Status:
Resolved
Health alert:
130010
Date Issued:
16 Oct 2013
Issued by:
Dr Rosemary Lester, Chief Health Officer, Victoria
Issued to:
Clinicians, laboratories and Public Health personnel.

Key messages

  • This CHO Alert is an update to the CHO Alert dated 15 July, 2013 for Middle East Respiratory Syndrome Coronavirus (MERS-CoV).
  • Case numbers have been updated. As of 4 October 2013, (MERS-CoV) has been identified in 136 patients in or from Saudi Arabia, Qatar, UK, France, Italy, Germany, Tunisia, Jordan and the United Arab Emirates (UAE) associated in most cases with a severe acute pneumonia. 42% of cases have died.
  • Patients with pneumonia or pneumonitis with a history of travel to, or residence in, the Arabian Peninsula in the 14 days before illness onset, or contact with known confirmed or probable cases in the 14 days before illness onset should be isolated.
  • Many Muslims from Australia will travel to Saudi Arabia in October to undertake the Hajj between 13 and 18 October, and may travel at other times to undertake the Umrah. Health professionals should be aware of the possibility of cases in travellers returning from the Hajj which ends on 18 October 2013.
  • The virus is thought to be of animal origin, but the source of infections remains unknown, although limited person-to-person transmission has occurred, especially in healthcare settings.

What is the issue?

Coronaviruses are a large and diverse family of viruses that include viruses that are known to cause illness in humans (including the common cold) and animals. MERS-CoV has never previously been detected in humans or animals but appears most closely related to coronaviruses previously found in bats.
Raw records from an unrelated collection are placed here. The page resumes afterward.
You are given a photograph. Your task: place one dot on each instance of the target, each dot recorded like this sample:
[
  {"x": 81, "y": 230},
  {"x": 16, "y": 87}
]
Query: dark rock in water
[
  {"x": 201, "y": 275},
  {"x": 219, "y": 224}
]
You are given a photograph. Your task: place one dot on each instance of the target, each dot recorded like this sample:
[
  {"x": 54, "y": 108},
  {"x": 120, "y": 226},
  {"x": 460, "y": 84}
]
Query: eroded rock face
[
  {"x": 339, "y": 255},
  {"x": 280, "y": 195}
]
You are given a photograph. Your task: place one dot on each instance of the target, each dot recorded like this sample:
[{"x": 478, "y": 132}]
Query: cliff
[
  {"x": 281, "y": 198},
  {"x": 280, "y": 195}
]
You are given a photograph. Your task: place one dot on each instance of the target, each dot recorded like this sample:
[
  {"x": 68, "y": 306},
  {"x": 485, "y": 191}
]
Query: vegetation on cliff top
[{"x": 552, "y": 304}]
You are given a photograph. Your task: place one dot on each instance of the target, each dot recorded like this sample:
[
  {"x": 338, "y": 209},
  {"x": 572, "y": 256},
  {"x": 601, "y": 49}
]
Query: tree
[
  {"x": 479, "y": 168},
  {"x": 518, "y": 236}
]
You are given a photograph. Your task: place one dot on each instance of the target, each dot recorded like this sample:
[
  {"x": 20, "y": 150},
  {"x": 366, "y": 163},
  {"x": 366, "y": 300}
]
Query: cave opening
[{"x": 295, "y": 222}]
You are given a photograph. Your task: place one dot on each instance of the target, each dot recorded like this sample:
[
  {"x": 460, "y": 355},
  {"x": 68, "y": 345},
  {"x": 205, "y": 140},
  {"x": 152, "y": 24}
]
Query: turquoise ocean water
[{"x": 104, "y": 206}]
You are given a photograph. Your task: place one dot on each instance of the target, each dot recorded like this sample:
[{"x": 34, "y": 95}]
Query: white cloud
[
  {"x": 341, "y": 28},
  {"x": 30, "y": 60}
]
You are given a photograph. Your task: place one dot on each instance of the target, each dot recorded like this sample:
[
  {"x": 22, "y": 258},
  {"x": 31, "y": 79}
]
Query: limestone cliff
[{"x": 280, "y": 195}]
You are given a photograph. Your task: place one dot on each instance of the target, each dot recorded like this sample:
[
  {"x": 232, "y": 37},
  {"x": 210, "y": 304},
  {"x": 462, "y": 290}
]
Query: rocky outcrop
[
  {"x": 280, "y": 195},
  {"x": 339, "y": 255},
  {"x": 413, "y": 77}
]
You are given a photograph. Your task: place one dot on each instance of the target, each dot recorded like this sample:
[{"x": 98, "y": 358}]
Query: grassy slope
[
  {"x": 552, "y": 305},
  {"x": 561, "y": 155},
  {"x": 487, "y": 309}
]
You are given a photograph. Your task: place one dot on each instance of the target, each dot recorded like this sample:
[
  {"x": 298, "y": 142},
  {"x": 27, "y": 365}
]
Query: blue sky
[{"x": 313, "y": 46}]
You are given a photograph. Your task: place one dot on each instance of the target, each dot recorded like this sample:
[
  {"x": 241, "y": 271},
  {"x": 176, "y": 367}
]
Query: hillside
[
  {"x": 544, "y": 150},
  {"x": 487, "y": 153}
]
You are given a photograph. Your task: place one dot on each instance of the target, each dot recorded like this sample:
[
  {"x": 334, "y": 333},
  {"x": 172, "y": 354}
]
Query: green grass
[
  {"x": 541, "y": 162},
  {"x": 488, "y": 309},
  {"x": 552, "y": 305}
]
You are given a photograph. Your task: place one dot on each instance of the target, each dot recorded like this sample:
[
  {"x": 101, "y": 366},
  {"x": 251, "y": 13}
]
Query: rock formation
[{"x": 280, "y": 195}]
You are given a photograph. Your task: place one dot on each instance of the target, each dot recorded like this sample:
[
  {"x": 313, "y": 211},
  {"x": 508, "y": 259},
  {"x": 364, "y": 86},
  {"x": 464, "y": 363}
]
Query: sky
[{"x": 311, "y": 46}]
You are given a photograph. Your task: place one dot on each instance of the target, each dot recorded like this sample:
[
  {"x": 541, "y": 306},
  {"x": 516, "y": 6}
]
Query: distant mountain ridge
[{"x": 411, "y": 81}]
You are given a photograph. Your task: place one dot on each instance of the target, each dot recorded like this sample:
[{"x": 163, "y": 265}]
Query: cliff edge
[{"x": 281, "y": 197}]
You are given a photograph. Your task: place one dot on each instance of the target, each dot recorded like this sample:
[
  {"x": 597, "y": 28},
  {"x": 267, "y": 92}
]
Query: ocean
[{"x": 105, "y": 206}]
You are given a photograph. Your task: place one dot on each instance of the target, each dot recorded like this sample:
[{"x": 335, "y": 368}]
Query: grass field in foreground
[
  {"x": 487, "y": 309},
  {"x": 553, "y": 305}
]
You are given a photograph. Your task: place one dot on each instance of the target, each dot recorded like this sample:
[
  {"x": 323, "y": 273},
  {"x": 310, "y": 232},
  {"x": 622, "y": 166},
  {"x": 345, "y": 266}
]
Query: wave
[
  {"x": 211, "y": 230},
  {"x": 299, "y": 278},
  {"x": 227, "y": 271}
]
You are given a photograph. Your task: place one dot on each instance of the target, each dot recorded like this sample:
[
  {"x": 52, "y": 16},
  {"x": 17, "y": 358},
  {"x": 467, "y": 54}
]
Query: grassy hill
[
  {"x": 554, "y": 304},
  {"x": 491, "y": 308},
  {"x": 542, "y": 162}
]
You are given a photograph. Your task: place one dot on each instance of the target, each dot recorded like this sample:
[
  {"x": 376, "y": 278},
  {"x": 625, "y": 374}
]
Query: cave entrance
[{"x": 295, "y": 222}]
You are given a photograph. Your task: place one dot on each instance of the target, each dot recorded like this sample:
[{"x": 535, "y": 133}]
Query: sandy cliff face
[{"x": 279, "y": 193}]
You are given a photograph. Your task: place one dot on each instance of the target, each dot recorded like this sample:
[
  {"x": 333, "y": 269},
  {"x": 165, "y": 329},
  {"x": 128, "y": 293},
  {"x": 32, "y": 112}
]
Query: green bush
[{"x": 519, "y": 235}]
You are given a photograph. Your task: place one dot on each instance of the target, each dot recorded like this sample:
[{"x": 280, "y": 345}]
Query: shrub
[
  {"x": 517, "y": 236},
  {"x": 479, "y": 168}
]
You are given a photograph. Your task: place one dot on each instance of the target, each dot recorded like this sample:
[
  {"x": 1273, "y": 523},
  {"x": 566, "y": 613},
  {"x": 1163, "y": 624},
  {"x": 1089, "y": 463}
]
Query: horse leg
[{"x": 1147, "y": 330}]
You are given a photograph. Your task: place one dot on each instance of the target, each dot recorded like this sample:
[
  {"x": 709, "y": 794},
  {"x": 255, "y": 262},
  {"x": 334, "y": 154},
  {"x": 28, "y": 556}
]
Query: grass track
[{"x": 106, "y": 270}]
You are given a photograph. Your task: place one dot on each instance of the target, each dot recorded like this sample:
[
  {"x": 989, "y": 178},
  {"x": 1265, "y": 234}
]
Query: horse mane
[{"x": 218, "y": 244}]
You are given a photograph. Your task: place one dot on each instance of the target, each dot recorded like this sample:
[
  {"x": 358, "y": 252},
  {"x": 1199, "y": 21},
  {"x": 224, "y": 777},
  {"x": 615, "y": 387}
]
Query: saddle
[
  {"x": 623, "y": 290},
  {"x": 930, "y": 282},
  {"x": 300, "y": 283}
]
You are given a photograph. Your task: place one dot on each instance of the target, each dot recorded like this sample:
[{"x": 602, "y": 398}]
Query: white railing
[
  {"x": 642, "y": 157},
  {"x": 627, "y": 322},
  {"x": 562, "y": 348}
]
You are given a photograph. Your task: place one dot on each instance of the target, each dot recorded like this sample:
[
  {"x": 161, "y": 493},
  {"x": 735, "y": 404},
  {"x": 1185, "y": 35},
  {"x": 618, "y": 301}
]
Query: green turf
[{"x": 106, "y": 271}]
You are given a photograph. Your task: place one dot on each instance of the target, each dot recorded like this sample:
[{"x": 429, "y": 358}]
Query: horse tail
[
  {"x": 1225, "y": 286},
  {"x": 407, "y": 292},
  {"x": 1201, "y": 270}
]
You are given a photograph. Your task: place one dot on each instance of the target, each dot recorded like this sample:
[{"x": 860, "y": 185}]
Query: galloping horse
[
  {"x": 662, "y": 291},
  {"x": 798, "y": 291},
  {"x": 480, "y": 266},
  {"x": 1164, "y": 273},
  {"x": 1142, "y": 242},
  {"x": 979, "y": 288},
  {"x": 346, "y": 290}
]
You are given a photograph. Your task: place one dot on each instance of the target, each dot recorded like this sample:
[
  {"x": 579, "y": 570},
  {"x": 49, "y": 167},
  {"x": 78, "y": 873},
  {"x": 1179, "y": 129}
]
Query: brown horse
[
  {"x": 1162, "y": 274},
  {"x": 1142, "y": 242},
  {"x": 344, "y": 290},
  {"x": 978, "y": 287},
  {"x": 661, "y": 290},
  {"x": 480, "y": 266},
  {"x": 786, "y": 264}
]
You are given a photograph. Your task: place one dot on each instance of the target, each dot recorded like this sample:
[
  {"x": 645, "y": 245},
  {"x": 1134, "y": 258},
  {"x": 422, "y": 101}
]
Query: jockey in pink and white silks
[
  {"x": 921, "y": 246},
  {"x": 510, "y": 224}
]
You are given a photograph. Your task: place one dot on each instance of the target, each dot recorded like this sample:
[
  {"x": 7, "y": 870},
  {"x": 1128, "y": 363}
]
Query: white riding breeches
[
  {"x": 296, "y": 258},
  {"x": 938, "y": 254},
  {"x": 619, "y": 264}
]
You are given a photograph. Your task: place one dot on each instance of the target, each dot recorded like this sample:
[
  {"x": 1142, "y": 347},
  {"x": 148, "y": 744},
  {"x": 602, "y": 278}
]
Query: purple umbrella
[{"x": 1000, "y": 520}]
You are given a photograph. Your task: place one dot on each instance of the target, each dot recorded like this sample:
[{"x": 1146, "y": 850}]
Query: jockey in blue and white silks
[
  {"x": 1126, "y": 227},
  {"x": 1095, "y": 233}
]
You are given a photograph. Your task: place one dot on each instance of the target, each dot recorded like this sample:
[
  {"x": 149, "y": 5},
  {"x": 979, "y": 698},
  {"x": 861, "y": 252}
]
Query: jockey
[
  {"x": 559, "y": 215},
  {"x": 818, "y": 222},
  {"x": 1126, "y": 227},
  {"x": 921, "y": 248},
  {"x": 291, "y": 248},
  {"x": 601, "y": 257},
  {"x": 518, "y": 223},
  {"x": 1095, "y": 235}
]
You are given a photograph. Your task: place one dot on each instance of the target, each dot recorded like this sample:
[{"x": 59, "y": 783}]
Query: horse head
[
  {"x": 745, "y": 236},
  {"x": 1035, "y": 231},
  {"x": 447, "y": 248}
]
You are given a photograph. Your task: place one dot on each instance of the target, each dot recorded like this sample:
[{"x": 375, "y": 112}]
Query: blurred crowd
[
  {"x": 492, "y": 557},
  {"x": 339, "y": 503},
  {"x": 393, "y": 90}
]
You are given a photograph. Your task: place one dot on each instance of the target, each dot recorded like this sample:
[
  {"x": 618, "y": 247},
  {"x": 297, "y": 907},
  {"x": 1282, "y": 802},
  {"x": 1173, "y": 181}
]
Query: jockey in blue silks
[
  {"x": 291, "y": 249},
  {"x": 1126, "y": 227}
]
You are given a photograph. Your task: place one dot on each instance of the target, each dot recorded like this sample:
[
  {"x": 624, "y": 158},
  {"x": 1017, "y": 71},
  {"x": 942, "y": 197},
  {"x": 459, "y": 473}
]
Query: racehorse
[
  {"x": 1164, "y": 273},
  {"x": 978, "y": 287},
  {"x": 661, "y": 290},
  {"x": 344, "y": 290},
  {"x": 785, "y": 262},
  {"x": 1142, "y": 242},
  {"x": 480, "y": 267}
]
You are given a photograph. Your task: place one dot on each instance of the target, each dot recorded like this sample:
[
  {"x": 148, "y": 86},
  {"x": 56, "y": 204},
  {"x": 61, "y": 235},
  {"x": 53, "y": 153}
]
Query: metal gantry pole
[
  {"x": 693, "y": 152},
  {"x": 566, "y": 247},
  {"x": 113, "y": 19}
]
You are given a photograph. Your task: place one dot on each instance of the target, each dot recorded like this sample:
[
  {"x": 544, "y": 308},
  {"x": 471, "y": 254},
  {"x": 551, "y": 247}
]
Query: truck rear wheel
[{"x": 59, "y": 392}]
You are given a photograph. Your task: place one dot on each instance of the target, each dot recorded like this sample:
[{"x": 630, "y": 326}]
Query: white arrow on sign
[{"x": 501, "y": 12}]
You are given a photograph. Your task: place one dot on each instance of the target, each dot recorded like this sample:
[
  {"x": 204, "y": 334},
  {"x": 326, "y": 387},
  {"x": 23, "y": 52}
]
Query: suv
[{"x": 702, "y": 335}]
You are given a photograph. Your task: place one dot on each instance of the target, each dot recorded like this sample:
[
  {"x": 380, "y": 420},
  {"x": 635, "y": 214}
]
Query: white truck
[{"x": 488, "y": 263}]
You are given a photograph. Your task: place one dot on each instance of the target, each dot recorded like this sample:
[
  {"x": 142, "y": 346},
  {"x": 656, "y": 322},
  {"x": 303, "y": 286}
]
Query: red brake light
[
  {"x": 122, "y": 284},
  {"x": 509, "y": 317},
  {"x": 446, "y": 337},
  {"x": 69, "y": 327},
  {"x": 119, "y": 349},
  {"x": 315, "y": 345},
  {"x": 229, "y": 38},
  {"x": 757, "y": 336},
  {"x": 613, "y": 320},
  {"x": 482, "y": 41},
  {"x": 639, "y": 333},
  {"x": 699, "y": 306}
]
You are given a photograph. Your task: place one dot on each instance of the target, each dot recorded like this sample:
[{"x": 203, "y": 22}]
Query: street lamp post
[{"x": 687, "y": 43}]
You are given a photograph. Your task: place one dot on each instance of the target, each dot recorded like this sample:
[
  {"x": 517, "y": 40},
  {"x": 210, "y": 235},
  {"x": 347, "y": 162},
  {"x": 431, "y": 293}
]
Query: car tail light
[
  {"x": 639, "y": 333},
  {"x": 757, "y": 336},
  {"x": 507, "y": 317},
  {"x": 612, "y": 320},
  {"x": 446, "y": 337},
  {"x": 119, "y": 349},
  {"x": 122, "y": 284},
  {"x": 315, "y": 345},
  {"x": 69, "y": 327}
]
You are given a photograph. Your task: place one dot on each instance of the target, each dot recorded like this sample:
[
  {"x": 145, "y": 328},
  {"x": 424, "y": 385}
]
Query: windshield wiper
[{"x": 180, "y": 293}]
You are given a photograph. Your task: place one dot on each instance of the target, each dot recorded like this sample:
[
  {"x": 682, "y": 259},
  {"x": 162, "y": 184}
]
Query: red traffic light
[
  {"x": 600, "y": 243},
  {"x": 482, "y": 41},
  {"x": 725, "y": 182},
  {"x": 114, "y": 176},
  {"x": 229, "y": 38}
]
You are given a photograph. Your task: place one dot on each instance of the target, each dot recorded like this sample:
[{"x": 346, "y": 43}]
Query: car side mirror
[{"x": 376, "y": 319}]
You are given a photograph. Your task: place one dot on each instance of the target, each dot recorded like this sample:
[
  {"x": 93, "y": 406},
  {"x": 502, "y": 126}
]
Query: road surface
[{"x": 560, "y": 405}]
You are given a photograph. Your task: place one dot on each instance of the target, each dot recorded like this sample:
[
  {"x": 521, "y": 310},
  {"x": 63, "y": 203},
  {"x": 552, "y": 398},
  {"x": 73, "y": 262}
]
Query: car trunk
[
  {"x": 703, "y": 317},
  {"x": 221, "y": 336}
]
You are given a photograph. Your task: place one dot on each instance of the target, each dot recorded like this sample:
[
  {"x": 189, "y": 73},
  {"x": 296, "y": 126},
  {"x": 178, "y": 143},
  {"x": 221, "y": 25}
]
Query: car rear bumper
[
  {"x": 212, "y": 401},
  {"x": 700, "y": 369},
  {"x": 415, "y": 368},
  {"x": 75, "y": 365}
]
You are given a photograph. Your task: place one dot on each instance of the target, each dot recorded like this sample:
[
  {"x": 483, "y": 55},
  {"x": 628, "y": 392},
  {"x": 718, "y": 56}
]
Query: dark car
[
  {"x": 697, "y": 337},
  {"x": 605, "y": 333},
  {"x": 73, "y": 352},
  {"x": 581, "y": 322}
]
It is genetically distinct from the SARS CoV, and appears to behave differently.

Case Definitions

  1. Confirmed case - a person with laboratory confirmed infection with MERS-CoV.
  2. Probable case:
    • A person with an acute respiratory infection with clinical, radiological or histopathological evidence of pulmonary parenchymal disease eg pneumonia or Acute Respiratory Distress Syndrome (ARDS), AND
    • No possibility of laboratory confirmation for MERS-CoV either because the patient or samples are not available for testing; AND
    • Close contact* with a laboratory-confirmed case.

*Close contact includes:

  • anyone who provided care for the patient or who had other similarly close physical contact; this includes health care workers or family members
  • anyone who stayed at the same place as a probable or confirmed case while the case was symptomatic, including hospital room contacts.

What is the current situation?

  • See World Health Organisation (WHO) websiteon the current situation.
  • The first known cases of MERS-CoV occurred in March 2012, and were identified retrospectively. As of 4 October 2013, a total of 136 cases were confirmed by WHO, with 58 deaths.
  • Most confirmed cases have presented with, or later developed, acute, serious lower respiratory tract disease. A small number of asymptomatic cases and cases with mild symptoms have been identified through contact tracing.
  • Most cases are known to have occurred in people with underlying conditions (in many cases, multiple underlying conditions) that may have predisposed them to respiratory infections.
  • Countries where cases acquired the infection in-country from an unknown source or through person to-person transmission are Jordan, Kingdom of Saudi Arabia, Qatar, and United Arab Emirates.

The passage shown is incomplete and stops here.